- Company Name
- Grain
- Job Title
- Site Reliability Engineer
- Job Description
-
Job title: Site Reliability Engineer
Role Summary: Lead the design, implementation, and operation of a high‑availability, SOC 2‑compliant infrastructure for a payments platform built on AWS and Kubernetes. Own observability, security posture, CI/CD, IaC, and cost optimization while maintaining development velocity.
Expactations: 4+ years of production DevOps/infrastructure experience; expertise in AWS CDK (or Terraform/Pulumi), Kubernetes (EKS preferred); hands‑on CI/CD pipeline development; comprehensive observability implementation; strong security and compliance background in finance or payments.
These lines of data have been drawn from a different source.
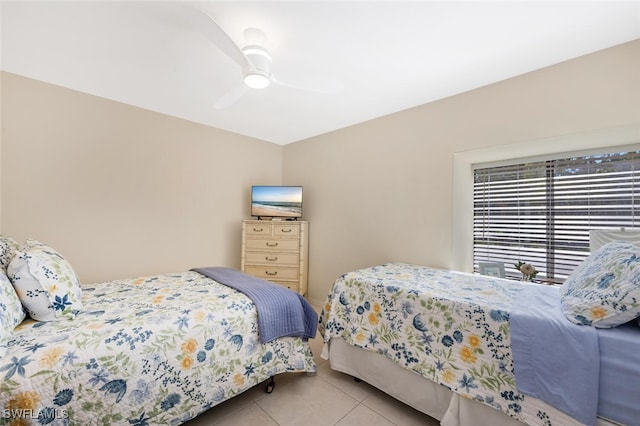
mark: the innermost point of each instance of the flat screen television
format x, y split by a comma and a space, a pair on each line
276, 201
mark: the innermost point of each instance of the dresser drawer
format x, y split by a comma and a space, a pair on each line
258, 229
272, 244
286, 231
271, 258
272, 272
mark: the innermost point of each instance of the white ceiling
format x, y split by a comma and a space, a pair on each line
370, 58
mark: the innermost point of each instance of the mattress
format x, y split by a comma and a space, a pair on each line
449, 327
619, 393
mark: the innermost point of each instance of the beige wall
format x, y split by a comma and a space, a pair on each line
122, 191
382, 190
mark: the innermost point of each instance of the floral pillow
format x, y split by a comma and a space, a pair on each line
11, 312
604, 290
8, 247
45, 282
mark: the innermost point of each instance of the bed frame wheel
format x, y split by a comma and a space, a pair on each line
270, 385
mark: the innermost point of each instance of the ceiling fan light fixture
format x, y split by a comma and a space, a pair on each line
258, 76
256, 80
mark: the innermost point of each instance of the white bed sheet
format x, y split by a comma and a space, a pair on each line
422, 394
Additional value for SOC 2, PCI‑DSS, zero‑trust, fintech, or crypto exposure.
Key Responsibilities: • Design and deploy robust logging, metrics, tracing, and alerting systems. • Establish SOC 2‑compliant access controls, secrets management, and audit logging; build zero‑trust architecture. • Create and maintain CI/CD pipelines with automated tests, staged rollouts, and rollbacks. • Manage AWS infrastructure with CDK, ensuring reproducibility and auditability. • Optimize cost and performance without compromising reliability. • Collaborate with engineering to improve deployment, debugging, and operational workflows. • Ensure high availability, rapid incident response, and minimal downtime.
Required Skills: • AWS (CDK, EKS, ECS, Lambda, EC2)
• Kubernetes cluster management (production)
• CI/CD tooling (GitHub Actions, Jenkins, etc.)
• End‑to‑end observability (log aggregation, metrics, tracing)
• Security best practices, particularly in financial/payment contexts
• Live‑site incident management and PagerDuty-style alerts
• IaC fundamentals with CDK or equivalent Terraform/Pulumi
• Strong scripting (Python, Bash, Go) and automation mindset
Required Education & Certifications: • Bachelor’s degree in Computer Science, Engineering, or equivalent practical experience. • SOC 2 or similar compliance certifications are a plus.